Likely encouraged by Joseph's example (vv. 52-53), these women were also willing to identify with Jesus and offered something costly to honor him in his death. They followed Joseph and saw the amount of burial spices used to hastily anoint Jesus before the coming of the Sabbath (v. 54; John 19:39). Though surely thankful for all that Joseph did, they determined to prepare even more perfumes and ointments for him (8:2-3; 24:1). rested. A display of genuine faith and piety (see 1:6; notes on Exod. 20:10; Deut. 5:14). See WLC 117, 121.

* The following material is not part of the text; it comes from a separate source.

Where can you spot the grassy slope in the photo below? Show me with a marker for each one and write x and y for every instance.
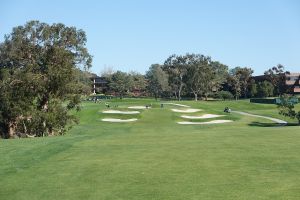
(155, 158)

Jesus' Resurrection - Luke 24:1-49

Though condemned by the Jewish leaders and Roman government, God vindicated the work of his Son, Jesus (1 Tim 3:16). By raising him back to life, he indicated that Jesus did indeed atone for sins and would not reign with all authority (Eph. 1:22-23; Phil. 2:5-11). Thus, the resurrection became the bedrock of Christian hope for salvation (1 Cor. 15:12-20, 54-57).

Luke 24:1

first day. It is early Sunday morning. This caused a shift in believers' day of worship (Acts 20:7; 1 Cor. 16:2; Rev. 1:10). they. The women return to finish anointing Jesus's body in burial (22:39, 54-56). spices. The ancient Jews did not practice any form of embalming. Instead, they covered corpses with spices and ointments in burial (23:26).

Luke 24:3

Jesus' body was gone because he was raised from the dead (vv. 5-6). His resurrection was not simply spiritual; his physical body was given new life (v. 39; Acts 2:27).

Luke 24:4

These two men were angelic beings (v. 23; Matt. 28:2, 4; see note on 1:11). Like Jesus' birth, this glorious event was attended by God's messengers (1:26-38; 2:8-14).

Luke 24:5

fear. A typical response to the appearance of angels (1:12, 30; 2:9; 8:50; Gen. 15:1; Judg. 6:23; Dan. 10:12, 19). living among the dead. Despite following Jesus, the women did not expect to find him alive (see v. 6).

Luke 24:6-7

The angels offered a mild rebuke to the women. Jesus had repeatedly told his followers that he would die and rise again (9:22, 44; 18:32-33). Son of Man. A title for Jesus (see note on 5:22-24).

Luke 24:6

See WCF 29.6

Luke 24:8-10

Luke's account contains marks of its own authenticity (see notes 1:1-4). In Jewish culture, women were not permitted to act as a witness in court. Yet, they are the first to witness the empty tomb (v. 3). If the account was made up, women would not be written as arriving first. Nor would Luke include names. Doing so implicitly meant anyone could find these women and ask them about what they saw (see 1 Cor. 15:6).

Luke 24:10

Mary Magdalene. See notes on 8:2-3. Joanna. See notes on 8:2-3. Mary the mother of James. See Mark 15:40; 16:1. other women. Probably the women disciples and supports mentioned earlier (8:1-3; 23:49, 55). apostles. These men were appointed by Jesus to take the good news of Jesus death and resurrection to all nations (see note on 6:13)

Luke 24:11-12

The women's story seemed too good to be true. Yet, Peter went to see for himself (John 20:3-6). wondering. The empty tomb gave him hope, but not seeing Jesus himself left him unsure about its meaning (v. 24).

Luke 24:13

day. Sunday, the day of Jesus' resurrection (v. 1). two. That is, two of Jesus' disciples. One was named Cleopas (v. 18). Emmaus. A village thought to be west of Jerusalem, but its exact location is unknown. sixty stadia. About seven miles (eleven kilometers).